Since we are in 'the South', there has to be a magnolia tree.
 Two Christmas trees that had served their purpose.
 Magnolia leaves.
 In the past couple of years, some of the local house owners have created a nature walk which makes a pleasant change from just walking on the road.
 The walk features a creek that flows in the lower parts of the community. In wet weather, some of the houses used to flood but they have been removed.
 The local council has donated some trees to enhance the area.

 Bark and mold. What a combo.
 Some of the community members have been very industrious wheeling loads of wood chips to cover the path.
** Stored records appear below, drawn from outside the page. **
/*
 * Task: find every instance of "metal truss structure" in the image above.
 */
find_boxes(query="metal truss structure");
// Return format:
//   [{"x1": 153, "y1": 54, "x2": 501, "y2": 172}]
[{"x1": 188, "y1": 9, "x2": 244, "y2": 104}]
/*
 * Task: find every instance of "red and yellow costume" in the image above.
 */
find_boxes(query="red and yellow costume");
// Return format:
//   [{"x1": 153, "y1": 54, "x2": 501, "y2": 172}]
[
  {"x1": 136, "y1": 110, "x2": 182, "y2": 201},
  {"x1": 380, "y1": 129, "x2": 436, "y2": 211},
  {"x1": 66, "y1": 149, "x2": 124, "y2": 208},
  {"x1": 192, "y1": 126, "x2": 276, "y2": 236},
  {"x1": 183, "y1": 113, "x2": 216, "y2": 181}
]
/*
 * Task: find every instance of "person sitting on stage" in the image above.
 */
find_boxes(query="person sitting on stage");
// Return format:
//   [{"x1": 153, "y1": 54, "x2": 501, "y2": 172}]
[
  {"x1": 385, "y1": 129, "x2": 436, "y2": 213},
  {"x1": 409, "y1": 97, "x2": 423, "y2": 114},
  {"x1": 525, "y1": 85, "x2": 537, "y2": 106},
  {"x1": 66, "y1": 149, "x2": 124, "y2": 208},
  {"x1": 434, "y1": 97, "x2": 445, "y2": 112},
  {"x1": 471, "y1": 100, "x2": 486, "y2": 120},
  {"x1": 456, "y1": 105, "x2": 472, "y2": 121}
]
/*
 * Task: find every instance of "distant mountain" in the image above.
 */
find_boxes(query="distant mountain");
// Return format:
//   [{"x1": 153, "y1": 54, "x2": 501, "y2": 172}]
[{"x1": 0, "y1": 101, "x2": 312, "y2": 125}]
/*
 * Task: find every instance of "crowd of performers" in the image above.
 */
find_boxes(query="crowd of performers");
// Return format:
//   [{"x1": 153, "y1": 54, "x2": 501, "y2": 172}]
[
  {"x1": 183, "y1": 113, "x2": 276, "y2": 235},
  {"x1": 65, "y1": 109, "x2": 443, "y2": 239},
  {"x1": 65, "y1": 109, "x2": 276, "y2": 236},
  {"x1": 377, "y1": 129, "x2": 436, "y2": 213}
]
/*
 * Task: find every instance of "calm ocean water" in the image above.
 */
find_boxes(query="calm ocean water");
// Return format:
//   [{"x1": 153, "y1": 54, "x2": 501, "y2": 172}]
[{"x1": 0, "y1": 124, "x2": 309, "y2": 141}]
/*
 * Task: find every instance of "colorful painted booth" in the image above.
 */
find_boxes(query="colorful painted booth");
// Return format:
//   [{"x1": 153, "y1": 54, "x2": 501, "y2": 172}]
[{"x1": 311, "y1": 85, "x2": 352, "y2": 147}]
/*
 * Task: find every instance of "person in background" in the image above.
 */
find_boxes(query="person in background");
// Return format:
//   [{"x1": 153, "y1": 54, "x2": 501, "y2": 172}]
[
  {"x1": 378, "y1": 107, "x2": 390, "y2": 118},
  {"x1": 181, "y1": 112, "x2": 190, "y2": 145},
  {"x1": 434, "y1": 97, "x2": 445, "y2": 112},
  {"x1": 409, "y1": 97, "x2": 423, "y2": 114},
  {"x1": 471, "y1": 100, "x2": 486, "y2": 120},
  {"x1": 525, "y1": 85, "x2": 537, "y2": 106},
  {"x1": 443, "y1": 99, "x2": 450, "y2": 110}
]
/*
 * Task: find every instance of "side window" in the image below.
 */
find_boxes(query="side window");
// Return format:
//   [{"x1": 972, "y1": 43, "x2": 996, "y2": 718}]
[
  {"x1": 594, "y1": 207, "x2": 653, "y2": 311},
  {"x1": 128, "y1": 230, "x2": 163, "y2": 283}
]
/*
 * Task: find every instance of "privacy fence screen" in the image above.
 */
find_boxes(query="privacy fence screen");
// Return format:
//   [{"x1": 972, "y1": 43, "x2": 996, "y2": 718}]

It really helps when it has rained and the path would be muddy.

 I was intrigued by the use of the fallen tree to delineate the path. Yes, that is my sister walking ahead.
 A basic but functional bridge.
 The Sydney Harbour Bridge.
 This 'bridge' could use improvement.
 A nifty cubby house. Note the natural lighting panels in the roof.

 Somebody had installed a fire pit and seating along with a bar. It probably would have been quite pleasant in the spring and autumn lounging around in the 'Kingswood Corniche'. Summer is too hot in this area to be pleasant.

 Apparently this is a beaver dam.
 Closeup of more mold. We last saw mold like this in Scotland.
 Somebody had erected a flying fox. No doubt the kids loved it.
 The local Maginot Line bunker.
 Some of the trees by the stream are very dense. It basically is a swamp in this area.
Of course the last part of the walk is the worst since you have to climb the hill. Then you need a nap. At least I do that part well.